The U.S-based Skin Cancer Foundation says that everyone should examine their whole body, from head to toe, once a month, and take note of:
- any new moles or growths
- moles or growths that have grown
- moles or growths that have changed significantly in another way
- lesions that change, itch, bleed or have not healed
- The most common sign of skin cancer is an abnormal pink or brown spot, patch, or mole.
Doctors do not know why certain cells become cancerous. However, they have identified risk factors for skin cancer.
The most important risk factor for melanoma is exposure to ultraviolet (UV) rays. These damage the skin cells' DNA, which controls how the cells grow, divide, and stay alive.
Most UV rays come from sunlight, but they also come from tanning beds.
Other risk factors include:
- Moles – A person with more than 100 moles is more likely to develop melanoma.
- Fair skin, light hair, and freckles – The risk of developing melanoma is higher among people with light skin. Those who burn easily have an increased risk.

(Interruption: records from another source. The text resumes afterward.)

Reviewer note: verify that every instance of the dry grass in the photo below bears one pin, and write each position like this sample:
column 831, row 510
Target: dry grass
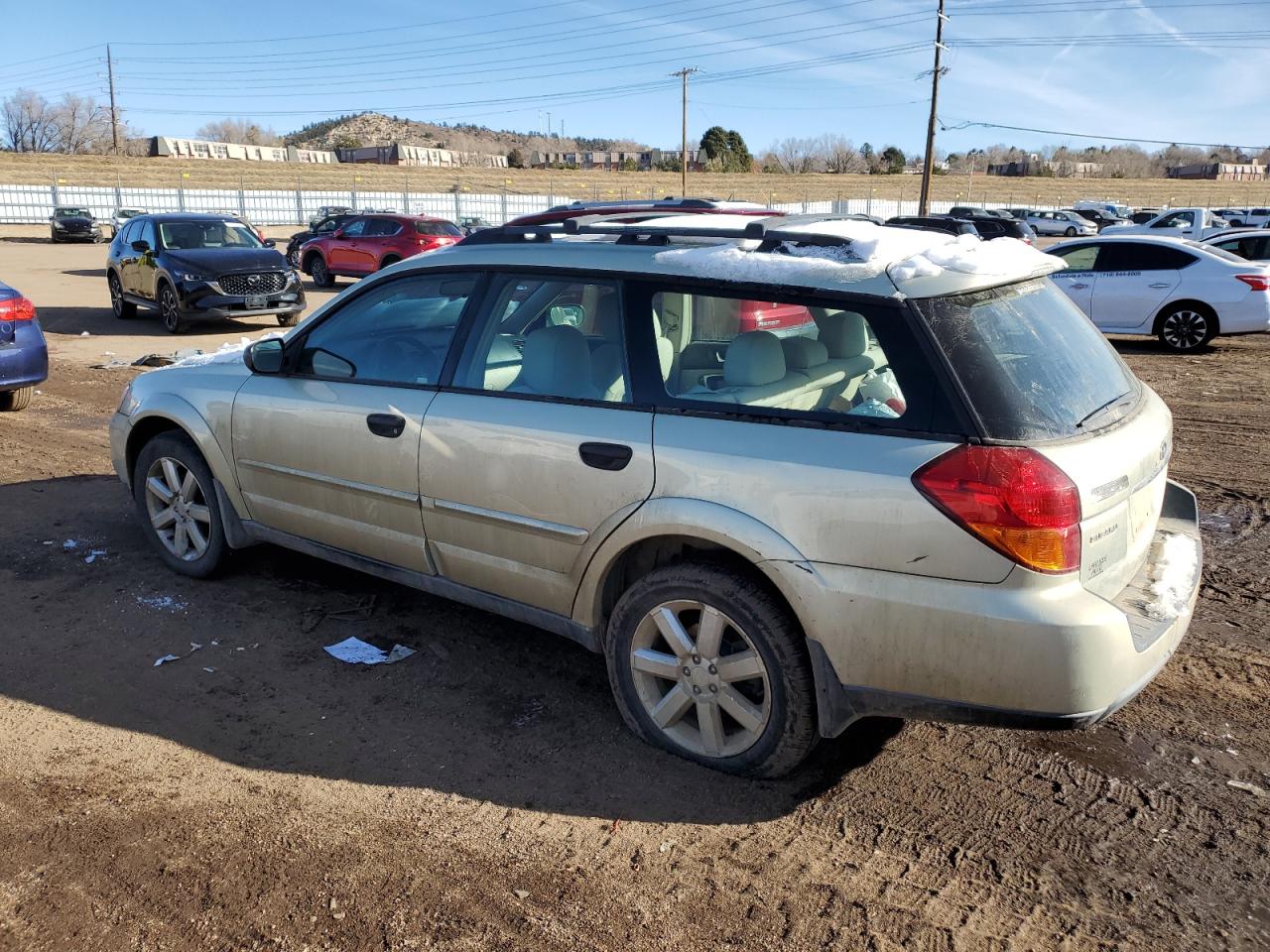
column 107, row 171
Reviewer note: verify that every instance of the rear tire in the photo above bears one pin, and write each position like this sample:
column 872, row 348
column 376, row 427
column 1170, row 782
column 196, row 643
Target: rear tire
column 320, row 273
column 1187, row 327
column 169, row 308
column 122, row 307
column 730, row 688
column 176, row 499
column 16, row 400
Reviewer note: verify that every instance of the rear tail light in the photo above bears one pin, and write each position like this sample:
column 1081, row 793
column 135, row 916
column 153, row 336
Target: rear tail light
column 17, row 308
column 1011, row 498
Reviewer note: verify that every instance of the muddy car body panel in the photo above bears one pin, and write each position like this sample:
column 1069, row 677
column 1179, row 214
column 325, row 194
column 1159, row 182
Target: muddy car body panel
column 584, row 434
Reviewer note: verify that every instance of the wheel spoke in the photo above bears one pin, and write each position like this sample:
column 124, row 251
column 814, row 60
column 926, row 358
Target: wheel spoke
column 672, row 630
column 671, row 707
column 195, row 537
column 658, row 662
column 742, row 711
column 710, row 631
column 740, row 666
column 169, row 474
column 160, row 489
column 711, row 728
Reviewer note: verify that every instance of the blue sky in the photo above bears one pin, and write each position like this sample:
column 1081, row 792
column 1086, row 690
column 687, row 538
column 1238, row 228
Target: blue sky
column 1173, row 68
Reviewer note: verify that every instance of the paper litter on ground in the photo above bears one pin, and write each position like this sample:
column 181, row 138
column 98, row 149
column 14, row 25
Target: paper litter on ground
column 1179, row 561
column 357, row 652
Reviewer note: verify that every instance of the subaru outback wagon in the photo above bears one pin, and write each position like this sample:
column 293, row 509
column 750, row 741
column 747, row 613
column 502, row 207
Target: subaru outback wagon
column 945, row 498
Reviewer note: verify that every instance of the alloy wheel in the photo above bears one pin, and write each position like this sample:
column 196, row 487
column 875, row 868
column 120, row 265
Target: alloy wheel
column 178, row 508
column 1184, row 330
column 699, row 678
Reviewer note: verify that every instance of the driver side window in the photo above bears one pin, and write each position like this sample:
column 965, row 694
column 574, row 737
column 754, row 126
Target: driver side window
column 398, row 331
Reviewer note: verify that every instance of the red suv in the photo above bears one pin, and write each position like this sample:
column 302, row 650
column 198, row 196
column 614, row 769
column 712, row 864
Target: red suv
column 371, row 241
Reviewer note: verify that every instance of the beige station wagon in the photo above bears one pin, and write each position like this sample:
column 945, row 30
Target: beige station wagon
column 938, row 493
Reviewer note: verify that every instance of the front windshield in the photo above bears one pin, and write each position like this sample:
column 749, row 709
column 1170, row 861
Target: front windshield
column 185, row 235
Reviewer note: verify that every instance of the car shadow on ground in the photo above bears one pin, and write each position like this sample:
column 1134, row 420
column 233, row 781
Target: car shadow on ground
column 100, row 321
column 486, row 708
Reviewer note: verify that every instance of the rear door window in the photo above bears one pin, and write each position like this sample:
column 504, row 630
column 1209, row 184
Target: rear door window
column 1033, row 366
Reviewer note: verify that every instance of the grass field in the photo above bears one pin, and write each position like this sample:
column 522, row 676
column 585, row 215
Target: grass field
column 157, row 173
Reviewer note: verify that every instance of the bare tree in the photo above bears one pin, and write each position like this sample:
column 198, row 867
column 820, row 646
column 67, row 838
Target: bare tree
column 30, row 125
column 240, row 131
column 82, row 125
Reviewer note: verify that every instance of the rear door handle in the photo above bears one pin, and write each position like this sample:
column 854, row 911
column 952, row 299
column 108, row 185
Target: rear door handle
column 385, row 425
column 606, row 456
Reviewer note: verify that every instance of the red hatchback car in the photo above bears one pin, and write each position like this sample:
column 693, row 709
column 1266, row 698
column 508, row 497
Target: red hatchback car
column 371, row 241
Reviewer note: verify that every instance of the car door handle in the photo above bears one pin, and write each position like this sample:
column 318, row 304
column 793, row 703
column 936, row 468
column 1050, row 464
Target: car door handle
column 606, row 456
column 385, row 425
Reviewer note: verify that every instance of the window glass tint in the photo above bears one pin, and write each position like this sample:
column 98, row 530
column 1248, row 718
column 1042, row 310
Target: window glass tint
column 549, row 336
column 439, row 227
column 381, row 227
column 1080, row 259
column 1141, row 257
column 178, row 235
column 1032, row 363
column 776, row 356
column 397, row 333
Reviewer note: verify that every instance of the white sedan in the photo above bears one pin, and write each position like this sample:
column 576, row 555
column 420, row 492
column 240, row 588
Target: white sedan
column 1180, row 291
column 1065, row 222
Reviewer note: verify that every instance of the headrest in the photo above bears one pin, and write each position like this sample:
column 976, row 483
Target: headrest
column 754, row 359
column 558, row 362
column 608, row 317
column 843, row 334
column 803, row 353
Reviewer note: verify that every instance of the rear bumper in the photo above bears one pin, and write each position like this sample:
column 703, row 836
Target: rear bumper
column 1032, row 652
column 24, row 359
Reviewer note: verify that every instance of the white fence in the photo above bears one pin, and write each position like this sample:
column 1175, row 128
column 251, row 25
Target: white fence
column 32, row 204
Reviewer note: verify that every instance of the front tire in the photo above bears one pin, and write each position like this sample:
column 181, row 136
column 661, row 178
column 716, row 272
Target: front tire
column 169, row 308
column 1187, row 327
column 16, row 400
column 707, row 664
column 177, row 506
column 320, row 273
column 122, row 307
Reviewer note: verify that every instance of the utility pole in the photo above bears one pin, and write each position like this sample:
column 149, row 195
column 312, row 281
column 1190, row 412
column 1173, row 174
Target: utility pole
column 684, row 155
column 930, row 126
column 114, row 113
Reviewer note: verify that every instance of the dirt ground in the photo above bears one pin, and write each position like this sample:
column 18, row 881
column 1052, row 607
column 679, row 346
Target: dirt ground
column 484, row 794
column 70, row 171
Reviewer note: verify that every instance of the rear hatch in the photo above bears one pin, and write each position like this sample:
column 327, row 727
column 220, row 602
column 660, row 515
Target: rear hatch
column 1039, row 373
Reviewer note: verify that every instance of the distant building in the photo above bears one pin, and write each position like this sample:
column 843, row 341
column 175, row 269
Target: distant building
column 1219, row 172
column 643, row 160
column 1058, row 168
column 421, row 157
column 173, row 148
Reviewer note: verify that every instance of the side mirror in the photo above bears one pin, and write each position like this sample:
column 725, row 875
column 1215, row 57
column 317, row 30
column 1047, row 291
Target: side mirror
column 264, row 356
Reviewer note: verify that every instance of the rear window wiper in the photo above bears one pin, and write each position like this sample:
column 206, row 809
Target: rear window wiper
column 1103, row 408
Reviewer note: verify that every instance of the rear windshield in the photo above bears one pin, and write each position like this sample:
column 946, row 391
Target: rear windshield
column 437, row 227
column 1032, row 363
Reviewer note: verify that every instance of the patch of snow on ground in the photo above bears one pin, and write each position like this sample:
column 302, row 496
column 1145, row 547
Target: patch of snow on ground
column 226, row 353
column 1178, row 565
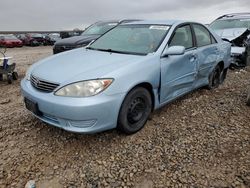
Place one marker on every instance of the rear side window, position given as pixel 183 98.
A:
pixel 182 37
pixel 202 35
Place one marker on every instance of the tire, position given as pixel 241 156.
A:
pixel 9 79
pixel 14 75
pixel 134 111
pixel 248 60
pixel 215 78
pixel 248 98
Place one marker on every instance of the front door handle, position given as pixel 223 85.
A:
pixel 192 58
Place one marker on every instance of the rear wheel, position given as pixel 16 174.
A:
pixel 248 98
pixel 248 60
pixel 216 78
pixel 135 111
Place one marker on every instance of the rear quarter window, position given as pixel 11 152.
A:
pixel 203 36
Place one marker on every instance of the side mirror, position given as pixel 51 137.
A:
pixel 174 50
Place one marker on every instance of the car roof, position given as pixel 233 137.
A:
pixel 117 21
pixel 245 15
pixel 158 22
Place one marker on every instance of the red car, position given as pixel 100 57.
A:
pixel 10 41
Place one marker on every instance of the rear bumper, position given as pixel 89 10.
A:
pixel 81 115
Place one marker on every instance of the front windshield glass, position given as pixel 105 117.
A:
pixel 132 39
pixel 99 28
pixel 36 35
pixel 230 23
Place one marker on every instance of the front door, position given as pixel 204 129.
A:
pixel 178 72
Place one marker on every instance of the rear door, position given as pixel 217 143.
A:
pixel 178 72
pixel 207 53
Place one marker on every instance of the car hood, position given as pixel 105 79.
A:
pixel 80 64
pixel 77 40
pixel 231 34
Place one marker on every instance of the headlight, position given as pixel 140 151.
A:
pixel 84 88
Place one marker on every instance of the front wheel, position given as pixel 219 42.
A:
pixel 248 98
pixel 135 111
pixel 248 60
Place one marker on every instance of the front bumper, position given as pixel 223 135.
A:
pixel 81 115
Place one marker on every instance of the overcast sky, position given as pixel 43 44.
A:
pixel 16 15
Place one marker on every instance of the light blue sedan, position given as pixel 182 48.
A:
pixel 118 80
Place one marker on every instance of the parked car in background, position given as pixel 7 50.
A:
pixel 67 34
pixel 10 41
pixel 235 28
pixel 248 97
pixel 52 38
pixel 91 33
pixel 33 39
pixel 121 77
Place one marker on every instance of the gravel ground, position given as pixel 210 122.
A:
pixel 200 140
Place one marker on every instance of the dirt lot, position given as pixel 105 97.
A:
pixel 201 140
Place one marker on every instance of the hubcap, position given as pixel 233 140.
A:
pixel 136 110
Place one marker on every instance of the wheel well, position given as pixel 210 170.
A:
pixel 221 64
pixel 148 87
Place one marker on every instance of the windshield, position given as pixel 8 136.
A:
pixel 132 39
pixel 99 28
pixel 230 23
pixel 36 35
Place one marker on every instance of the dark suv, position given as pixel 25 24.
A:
pixel 91 33
pixel 235 28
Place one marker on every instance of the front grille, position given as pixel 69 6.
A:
pixel 42 84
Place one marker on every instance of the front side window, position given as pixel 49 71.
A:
pixel 133 39
pixel 230 23
pixel 203 37
pixel 182 37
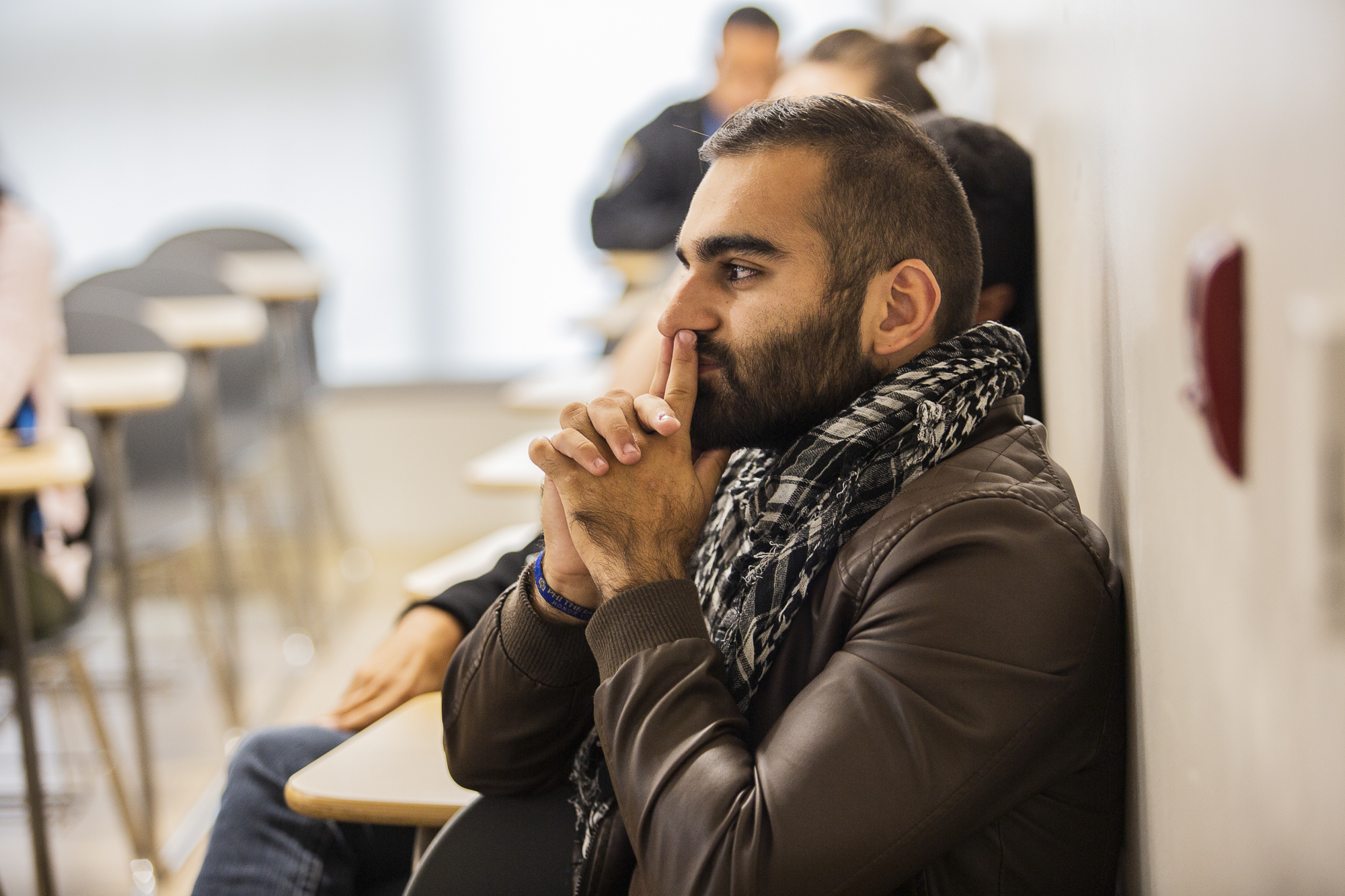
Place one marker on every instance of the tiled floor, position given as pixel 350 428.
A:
pixel 397 456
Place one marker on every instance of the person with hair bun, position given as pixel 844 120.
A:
pixel 658 170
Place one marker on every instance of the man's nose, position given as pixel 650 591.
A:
pixel 691 309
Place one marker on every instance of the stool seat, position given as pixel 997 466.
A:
pixel 123 381
pixel 60 460
pixel 206 322
pixel 272 276
pixel 508 466
pixel 393 772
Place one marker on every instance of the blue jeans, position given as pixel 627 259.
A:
pixel 263 848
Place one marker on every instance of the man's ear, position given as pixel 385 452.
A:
pixel 996 302
pixel 900 310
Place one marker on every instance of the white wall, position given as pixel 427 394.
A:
pixel 439 158
pixel 1151 122
pixel 539 99
pixel 128 122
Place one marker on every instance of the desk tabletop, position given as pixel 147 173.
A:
pixel 469 561
pixel 393 772
pixel 206 322
pixel 558 386
pixel 61 460
pixel 272 276
pixel 123 382
pixel 508 466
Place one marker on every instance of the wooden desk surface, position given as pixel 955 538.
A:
pixel 61 460
pixel 469 561
pixel 508 466
pixel 126 381
pixel 641 268
pixel 558 386
pixel 393 772
pixel 272 276
pixel 206 322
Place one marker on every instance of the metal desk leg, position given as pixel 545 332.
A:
pixel 205 405
pixel 15 599
pixel 115 495
pixel 290 343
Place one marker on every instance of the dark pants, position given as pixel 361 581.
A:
pixel 263 848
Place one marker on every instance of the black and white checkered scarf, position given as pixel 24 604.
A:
pixel 781 517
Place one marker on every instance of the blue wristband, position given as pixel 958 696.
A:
pixel 567 607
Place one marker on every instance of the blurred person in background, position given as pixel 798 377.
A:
pixel 259 845
pixel 658 171
pixel 996 174
pixel 860 64
pixel 33 341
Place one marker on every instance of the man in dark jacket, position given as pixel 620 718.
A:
pixel 658 170
pixel 879 649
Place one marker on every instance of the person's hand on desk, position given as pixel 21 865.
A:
pixel 411 662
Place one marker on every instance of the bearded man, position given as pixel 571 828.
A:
pixel 876 649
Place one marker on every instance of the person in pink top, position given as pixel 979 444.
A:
pixel 33 339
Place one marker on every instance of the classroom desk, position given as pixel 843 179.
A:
pixel 393 772
pixel 509 466
pixel 558 386
pixel 111 386
pixel 63 460
pixel 469 561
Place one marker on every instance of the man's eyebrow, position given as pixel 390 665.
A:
pixel 712 248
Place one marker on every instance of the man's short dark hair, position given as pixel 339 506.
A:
pixel 753 18
pixel 890 194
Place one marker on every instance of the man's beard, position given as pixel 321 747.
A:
pixel 785 386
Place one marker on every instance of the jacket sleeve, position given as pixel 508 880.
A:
pixel 518 698
pixel 952 700
pixel 469 600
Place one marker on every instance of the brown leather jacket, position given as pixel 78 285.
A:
pixel 948 719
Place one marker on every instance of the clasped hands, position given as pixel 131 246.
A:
pixel 626 495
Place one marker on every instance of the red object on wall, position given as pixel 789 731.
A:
pixel 1215 304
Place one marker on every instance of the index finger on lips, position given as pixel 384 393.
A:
pixel 684 376
pixel 661 373
pixel 656 415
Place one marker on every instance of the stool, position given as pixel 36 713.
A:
pixel 283 279
pixel 111 386
pixel 201 326
pixel 63 460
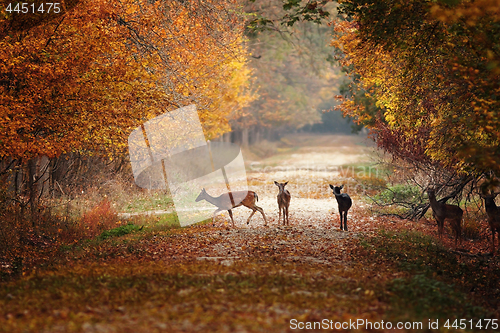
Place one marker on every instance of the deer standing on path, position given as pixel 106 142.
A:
pixel 345 202
pixel 444 211
pixel 493 213
pixel 230 200
pixel 283 202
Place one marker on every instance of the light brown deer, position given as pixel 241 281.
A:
pixel 230 200
pixel 493 213
pixel 283 202
pixel 442 212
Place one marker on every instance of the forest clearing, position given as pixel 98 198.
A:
pixel 351 147
pixel 155 277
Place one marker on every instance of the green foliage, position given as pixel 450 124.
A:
pixel 424 297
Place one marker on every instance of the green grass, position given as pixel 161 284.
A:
pixel 154 201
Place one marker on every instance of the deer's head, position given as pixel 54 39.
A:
pixel 201 196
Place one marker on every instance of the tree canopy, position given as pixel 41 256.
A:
pixel 432 73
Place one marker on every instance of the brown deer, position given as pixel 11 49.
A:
pixel 344 201
pixel 230 200
pixel 283 202
pixel 442 211
pixel 493 213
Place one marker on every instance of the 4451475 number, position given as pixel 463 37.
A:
pixel 25 8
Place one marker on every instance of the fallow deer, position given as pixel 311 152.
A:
pixel 230 200
pixel 344 201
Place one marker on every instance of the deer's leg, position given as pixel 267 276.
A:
pixel 263 215
pixel 231 215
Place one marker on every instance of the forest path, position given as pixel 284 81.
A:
pixel 309 163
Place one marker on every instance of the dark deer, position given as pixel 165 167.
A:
pixel 442 211
pixel 493 213
pixel 283 202
pixel 344 201
pixel 230 200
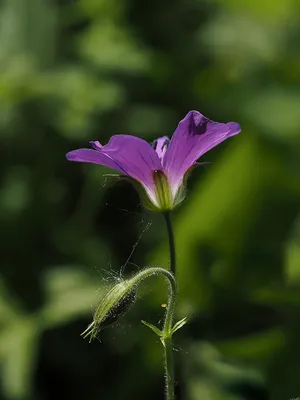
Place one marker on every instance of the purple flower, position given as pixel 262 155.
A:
pixel 160 169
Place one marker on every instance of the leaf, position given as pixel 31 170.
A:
pixel 157 331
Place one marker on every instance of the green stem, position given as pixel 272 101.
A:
pixel 166 337
pixel 169 369
pixel 168 219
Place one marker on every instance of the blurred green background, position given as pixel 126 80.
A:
pixel 78 70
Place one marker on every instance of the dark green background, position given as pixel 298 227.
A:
pixel 74 71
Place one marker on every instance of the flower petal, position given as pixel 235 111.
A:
pixel 160 145
pixel 194 136
pixel 130 155
pixel 94 157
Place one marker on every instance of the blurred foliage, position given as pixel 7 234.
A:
pixel 79 70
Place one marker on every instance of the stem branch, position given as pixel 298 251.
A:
pixel 169 224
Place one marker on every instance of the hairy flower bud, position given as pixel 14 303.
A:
pixel 114 304
pixel 120 297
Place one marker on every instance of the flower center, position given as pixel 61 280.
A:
pixel 162 190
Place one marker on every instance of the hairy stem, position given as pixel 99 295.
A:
pixel 169 369
pixel 166 337
pixel 168 219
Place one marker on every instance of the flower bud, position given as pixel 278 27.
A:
pixel 114 304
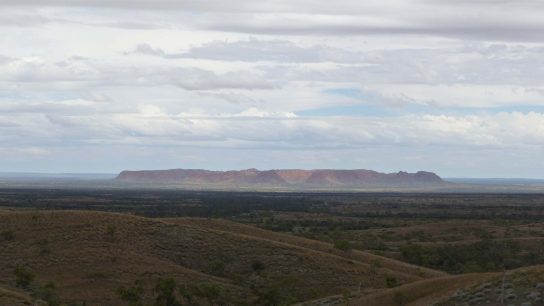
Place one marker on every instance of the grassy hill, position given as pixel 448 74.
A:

- Family history – Around 10 percent of people with the disease have a family history of it.
- Personal history – Melanoma is likelier to form in a person who has already had it. People who have had basal or squamous cell cancers also have an increased risk of developing melanoma.
More about Treatment
There are different forms of skin cancer, and the most common are:
- basal cell carcinoma
- squamous cell carcinoma
Melanoma is the type most likely to develop in a mole.
Enlarged lymph nodes can also signal skin cancer. Lymph nodes are small, bean-sized collections of immune cells beneath the skin. Many are in the neck, groin, and underarms..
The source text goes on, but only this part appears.